An Asian August arrives in Hollywood: hit or flop?

The romantic comedy, based on the best-selling book by Singapore-American Kevin Kwan, is the first all-Asian Hollywood studio movie since "The Joy Luck Club" in 1993.

Phil Yu is excited. The Los Angeles-based blogger saw an advance screening months ago of “Crazy Rich Asians” and now the first Hollywood movie in 25 years with an all-Asian cast has arrived in theaters along with two other predominantly Asian films.

“I’ve been driving around town seeing posters for ‘Crazy Rich Asians’ and it gives me a real thrill. It’s like, Wow! Do white people feel like this all the time?” said Yu, who has been writing his Angry Asian Man blog since 2001.


Attendees pose for a picture at a booth promoting the new movie “Crazy Rich Asians” as they participate at KCON USA, billed as the world’s largest South Korean culture convention and music festival in Los Angeles, California.

The romantic comedy, based on the best-selling book by Singapore-American Kevin Kwan which opened last week, is the first all-Asian Hollywood studio movie since “The Joy Luck Club” in 1993.

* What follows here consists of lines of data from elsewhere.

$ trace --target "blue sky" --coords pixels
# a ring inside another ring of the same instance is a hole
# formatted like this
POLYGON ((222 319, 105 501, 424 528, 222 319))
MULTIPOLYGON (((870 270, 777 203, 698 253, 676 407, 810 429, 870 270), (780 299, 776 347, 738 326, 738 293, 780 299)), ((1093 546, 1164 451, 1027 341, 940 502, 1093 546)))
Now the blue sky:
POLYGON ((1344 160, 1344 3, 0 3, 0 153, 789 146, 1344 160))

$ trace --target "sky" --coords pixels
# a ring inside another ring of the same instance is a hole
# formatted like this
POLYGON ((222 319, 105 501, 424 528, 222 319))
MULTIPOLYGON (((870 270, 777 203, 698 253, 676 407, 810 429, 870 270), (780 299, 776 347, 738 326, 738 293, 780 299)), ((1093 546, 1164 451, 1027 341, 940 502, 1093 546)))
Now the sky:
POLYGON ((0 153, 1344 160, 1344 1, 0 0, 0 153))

“Crazy Rich Asians,” which stars Michelle Yeoh, will be joined by two others this month in a breakout moment for Asian filmmaking that will test whether US audiences will turn out en masse to watch.

Sony Pictures indie thriller “Searching,” featuring an Asian-American family and directed by an Indian-American newcomer, opens in US theaters on Friday, while the Netflix adaptation of young-adult novel “To All the Boys I’ve Loved Before,” starring an Asian teen, will be released the following week.

“I hope it’s Asian August. I think this is the start of a new movement,” said Jon M. Chu, director of Warner Bros’ “Crazy Rich Asians.”

“The audience needs to decide.

“If they show up on opening weekend, that sends a very clear message to the studios that more will be made. They are sitting at their desks right now with movies that have not been greenlit,” Chu said.

Constance Wu in "Crazy Rich Asians"

Asians make up 5.8 percent of the US population, according to the 2017 census, but a University of Southern California study showed that 37 of the top 100 grossing films in 2017 had no Asian characters.

When they do appear on screen, Asian actors are often cast in martial arts sequences, or as the token ethnic best friend or other stereotypical roles.

Worse still, Hollywood has a history of whitewashing. Emma Stone was cast as a Hawaiian-Chinese character in the 2015 film “Aloha” and Scarlett Johansson played a role meant for a Japanese woman in last year’s “Ghost in the Shell.”

Amid the anticipation among the American-Asian community at the sudden spotlight, the pressure is on.

“There is a lot riding on this,” said Guy Aoki, founding president of the Los Angeles-based Media Action Network for Asian Americans. “On one hand you are excited and on the other you go ‘Oh God, I hope this does well’ because if it doesn’t, we are screwed.”

“Crazy Rich Asians,” starring Michelle Yeoh, is based on the best-seller by Singapore-American Kevin Kwan.

While “Crazy Rich Asians” is set in the world of the super wealthy in Singapore’s ethnic Chinese community, “Searching,” starring John Cho, could have featured any ethnicity.

“We’re the first contemporary mainstream thriller to ever have an Asian-American lead. That is crazy because it’s 2018,” said director Aneesh Chaganty.

Author Jenny Han insisted on casting an Asian as the lead in the adaptation of her novel “To All the Boys I’ve Loved Before.”

“It wasn’t that she needed to be Asian; it’s just that she was. Never in my life have I seen an Asian-American girl star in a teen movie before,” Han said.

A poster of "Crazy Rich Asians"

The makers of “Crazy Rich Asians” are stressing the movie’s wider themes, aware that the estimated US$20 million budget film must succeed outside the Asian-American community.

Yet Aoki and Yu say it is unfair to place the future of Asian filmmaking in Hollywood on one or two films.

“One romantic comedy with two Asian faces on the poster having to hold up the dreams and hopes of an entire community is just not fair,” Yu said.